Having spent 2 seasons on the idyllic Isle of Islay, I arrived on the Mull of Galloway not knowing what to expect, my first visit to Dumfries and Galloway and only the second region in which I have worked for the RSPB. Whilst on Islay, I embarked on a passionate love/hate relationship with The Oa. Just to reassure you, as time ticked on, it tended to love more than hate, because the more time you spend with The Oa, the more it rewards you with fantastic weather, views, wildlife including feral goats (or is that shoats or geeps…? I never did get to finish my research on that topic) and never forgetting Davie Laing’s award-winning highland coos. Arriving in April, my first impressions of the reserve on the Mull was: “This is like The Oa on Islay… only smaller and minus the highlanders and goats… but just as windy, wet and foggy…… a ‘mini Oa’ where the weather can be just as ferocious”.
Mull of Galloway - Dave Maynard
Unlike The Oa, the Mull of Galloway reserve is small, compact and therefore presents a wonderfully diverse world of wildlife, right at your feet. It is also my first reserve where sea birds are centre stage at this time of year, together with April’s returning migratory passerine species – whitethroat, blackcap, chiffchaff (going ‘chiffchaff’), sedge- and willow warblers and as well as fieldfare, ring ouzel and reed buntings, and amongst the gorse bushes, sightings of yellowhammers, all passing through, sometimes spending a few hours on the reserve, sometimes over-nighting before moving on to more suitable breeding habitats, like the common redpoll, after an absence of 4 years, spotted at the bird feeder together with more regular visitors, 30 goldfinch and a white wagtail. The cliffs on the Mull provide good breeding habitat for the sea birds mentioned earlier: shag, razorbills, guillemots, fulmar as well as herring gulls – with cameras located below the foghorn, enabling visitors to the Visitor Centre to follow the antics of some of these birds on TV screens.
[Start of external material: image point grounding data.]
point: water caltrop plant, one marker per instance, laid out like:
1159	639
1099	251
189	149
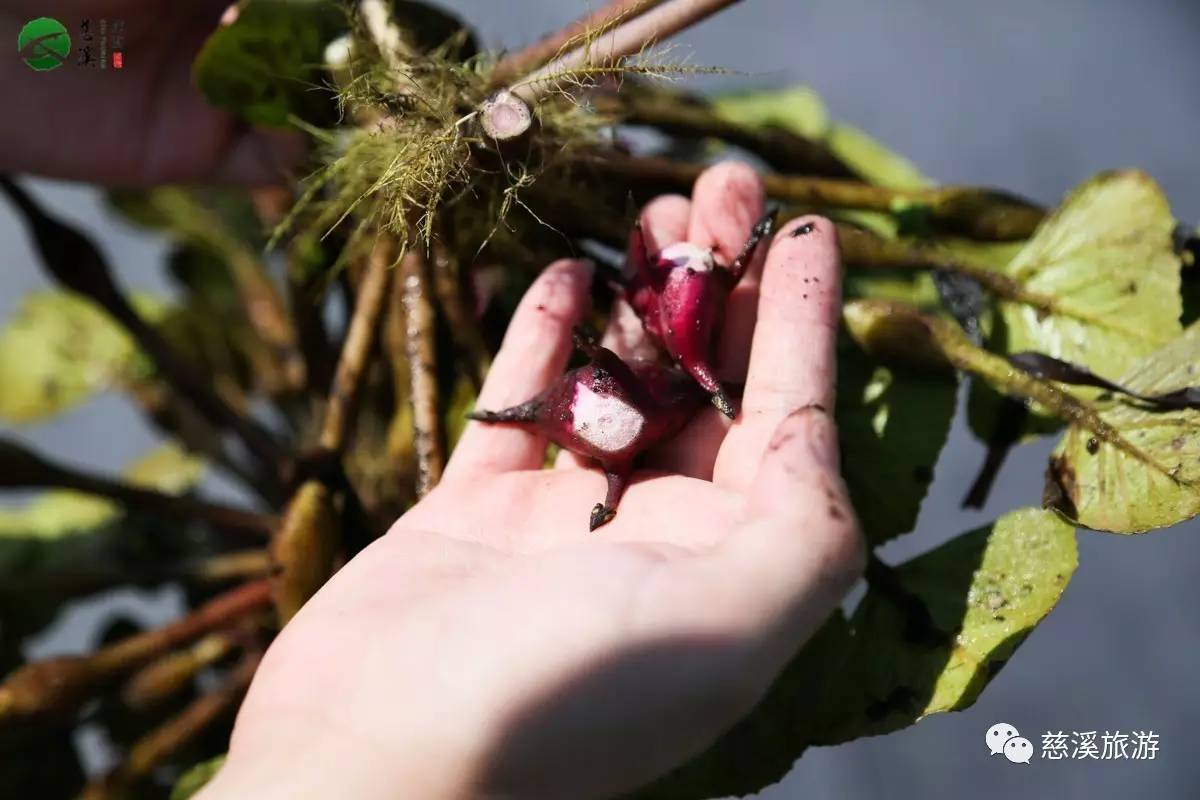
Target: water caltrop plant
328	337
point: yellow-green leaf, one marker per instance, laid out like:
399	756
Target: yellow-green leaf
1104	486
964	609
892	425
1105	264
984	591
801	110
196	777
57	352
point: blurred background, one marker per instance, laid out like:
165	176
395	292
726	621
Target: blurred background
1025	95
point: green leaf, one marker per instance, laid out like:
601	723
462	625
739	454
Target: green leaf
29	533
964	609
975	600
892	425
58	350
196	777
801	110
268	65
1107	487
1105	263
762	747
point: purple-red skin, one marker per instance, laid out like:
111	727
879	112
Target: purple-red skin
681	293
607	410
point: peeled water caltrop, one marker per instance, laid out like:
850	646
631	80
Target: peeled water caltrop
609	410
681	293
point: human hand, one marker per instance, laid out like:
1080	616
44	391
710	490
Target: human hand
145	124
490	647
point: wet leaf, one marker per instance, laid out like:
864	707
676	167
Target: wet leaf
30	533
196	777
58	350
1107	487
977	596
892	423
268	65
801	110
1105	264
762	747
981	594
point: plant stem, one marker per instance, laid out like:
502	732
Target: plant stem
463	326
627	38
975	212
684	116
239	565
598	22
72	259
59	686
360	338
262	301
167	739
423	372
863	248
25	469
169	674
179	420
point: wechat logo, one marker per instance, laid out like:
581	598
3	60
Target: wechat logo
43	43
1003	739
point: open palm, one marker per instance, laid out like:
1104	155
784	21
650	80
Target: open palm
141	125
490	645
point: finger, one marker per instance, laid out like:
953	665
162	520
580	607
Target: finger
664	222
727	202
777	578
792	355
533	354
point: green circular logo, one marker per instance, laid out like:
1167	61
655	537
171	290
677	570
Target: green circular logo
43	43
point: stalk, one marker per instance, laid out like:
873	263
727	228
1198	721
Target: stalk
57	687
421	352
21	468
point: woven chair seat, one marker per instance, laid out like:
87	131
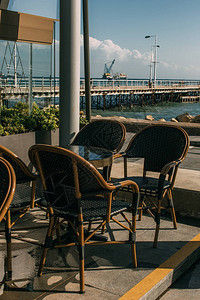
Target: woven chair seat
23	195
94	208
148	185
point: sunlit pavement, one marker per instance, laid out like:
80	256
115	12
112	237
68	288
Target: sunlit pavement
108	269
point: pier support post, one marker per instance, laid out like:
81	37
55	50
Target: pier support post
70	12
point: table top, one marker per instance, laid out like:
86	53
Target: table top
98	157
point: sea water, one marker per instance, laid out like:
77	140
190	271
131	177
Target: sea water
166	111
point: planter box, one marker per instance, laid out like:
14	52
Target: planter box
20	143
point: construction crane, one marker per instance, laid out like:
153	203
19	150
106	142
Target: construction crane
107	70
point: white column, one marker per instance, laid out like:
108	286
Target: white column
70	13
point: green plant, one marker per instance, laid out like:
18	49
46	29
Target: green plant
17	119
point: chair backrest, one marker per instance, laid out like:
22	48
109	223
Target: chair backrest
7	186
65	175
159	145
108	134
22	172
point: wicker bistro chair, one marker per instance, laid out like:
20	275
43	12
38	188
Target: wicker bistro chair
7	191
163	148
107	134
76	192
25	194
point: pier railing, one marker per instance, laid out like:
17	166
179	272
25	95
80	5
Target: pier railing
99	83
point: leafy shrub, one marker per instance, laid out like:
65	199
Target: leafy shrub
17	120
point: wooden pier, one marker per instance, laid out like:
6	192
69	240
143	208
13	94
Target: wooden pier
112	93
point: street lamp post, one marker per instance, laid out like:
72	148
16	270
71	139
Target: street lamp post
155	55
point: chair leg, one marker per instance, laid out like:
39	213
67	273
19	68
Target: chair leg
157	219
47	244
171	206
89	225
33	193
141	209
8	270
133	235
81	254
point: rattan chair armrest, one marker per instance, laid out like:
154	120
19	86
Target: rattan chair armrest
117	155
165	170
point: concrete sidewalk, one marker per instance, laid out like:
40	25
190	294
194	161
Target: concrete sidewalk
108	269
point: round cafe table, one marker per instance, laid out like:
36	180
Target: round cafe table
98	157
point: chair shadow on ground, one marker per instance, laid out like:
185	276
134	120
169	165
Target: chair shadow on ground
62	265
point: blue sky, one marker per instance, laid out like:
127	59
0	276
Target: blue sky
117	31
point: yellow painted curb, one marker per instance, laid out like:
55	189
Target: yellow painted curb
145	285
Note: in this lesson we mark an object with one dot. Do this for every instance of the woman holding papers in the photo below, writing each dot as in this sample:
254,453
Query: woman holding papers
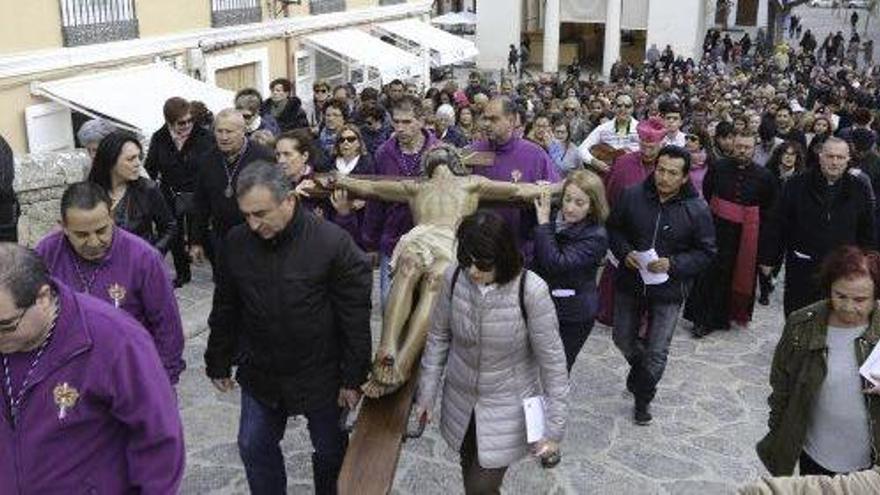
824,408
495,334
570,245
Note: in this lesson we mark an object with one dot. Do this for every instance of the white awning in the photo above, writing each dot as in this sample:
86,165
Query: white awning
132,97
446,48
356,46
455,18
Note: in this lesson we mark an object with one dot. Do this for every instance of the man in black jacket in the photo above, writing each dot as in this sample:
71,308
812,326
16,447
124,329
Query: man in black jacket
8,203
216,180
819,211
292,302
663,234
175,152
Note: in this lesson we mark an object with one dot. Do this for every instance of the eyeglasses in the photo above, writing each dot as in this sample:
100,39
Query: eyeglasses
484,265
10,326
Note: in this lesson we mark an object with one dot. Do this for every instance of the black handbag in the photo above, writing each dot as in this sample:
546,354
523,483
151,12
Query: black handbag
184,202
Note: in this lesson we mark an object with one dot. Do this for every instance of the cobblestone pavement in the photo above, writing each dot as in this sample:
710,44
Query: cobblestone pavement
709,413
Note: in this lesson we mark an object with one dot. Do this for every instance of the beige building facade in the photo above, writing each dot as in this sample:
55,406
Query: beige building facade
229,44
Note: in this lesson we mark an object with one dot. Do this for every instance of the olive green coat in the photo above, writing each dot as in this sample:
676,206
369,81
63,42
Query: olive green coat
799,368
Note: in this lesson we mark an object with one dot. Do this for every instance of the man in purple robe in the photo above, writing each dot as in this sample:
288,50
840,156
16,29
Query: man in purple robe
92,256
516,160
85,405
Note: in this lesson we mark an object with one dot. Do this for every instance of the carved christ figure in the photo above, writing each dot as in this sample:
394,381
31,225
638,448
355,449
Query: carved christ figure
438,204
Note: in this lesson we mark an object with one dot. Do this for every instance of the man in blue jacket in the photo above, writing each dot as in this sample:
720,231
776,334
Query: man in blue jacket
663,233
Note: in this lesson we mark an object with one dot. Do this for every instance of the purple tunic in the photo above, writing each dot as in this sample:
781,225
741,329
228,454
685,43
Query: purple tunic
136,268
518,160
386,222
122,434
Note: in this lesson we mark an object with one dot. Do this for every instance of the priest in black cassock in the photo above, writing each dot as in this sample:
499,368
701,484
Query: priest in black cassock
740,194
The reserve has its own ‘mini-gannetry’ too, where 2500 pairs of breeding gannets, returning from Senegal, Africa, breed on ‘Big Scar’, which glistens white in the midday sun, 4 miles off Lagvag point.
With the first sightings of swallows, swifts and house martins, summer was imminent, borne out by record breaking temperatures and sunshine in the UK for the bank holiday weekend, in early May. On the Mull, however, it was a different story. You may be familiar with the classic photographs of Table Mountain, bedecked by a layer of cloud, the ‘table cloth’ draped over the flat-topped mountain.… well, on the Mull we were enveloped in fog, not just blanketed, but a veritable 25 TOG duvet of mist. For 3 days, the chances of bumping into the lighthouse were more likely than seeing it. The fog was to our advantage though, as it played into our hands for an authentic demonstration of the Mull of Galloway foghorn, restored to working order, with its blast of sound, eerie, gut wrenching and nostalgic (not unlike the 130 decibel singing of huge seal, if one’s imagination can stretch that far) resonating through the murk after a 30 year silent dormancy. It scared the living daylights out of me the first time I experienced it, not to mention the kittiwake who, over the subsequent weeks, have become less spooked by the wall of sound that advances across the sea and fades away into the distance on each of the Sunday demonstrations. These have now been stopped for the next couple of months whilst the cliff-nesting sea birds lay their eggs and rear their young. I also breathe a sigh of relief!
Lichens and English Stonecrop - Dave Maynard
Mid-May, and a week away travelling to and from The Mull and Edinburgh with visiting family, I returned to a sun-drenched reserve that had exploded with colour: spring squill, sea campion, common scurvy grass, buttercup, tormentil and lesser celandine, only in the smallest evidence before my absence, had all thrust their flowers into full view - not just along the cliffs, but on the cliffs as well, and together with the mosaic of lichens on the rocks and stone walls next to the paths, provided a kaleidoscope of colour that only a month previously I could not have imagined.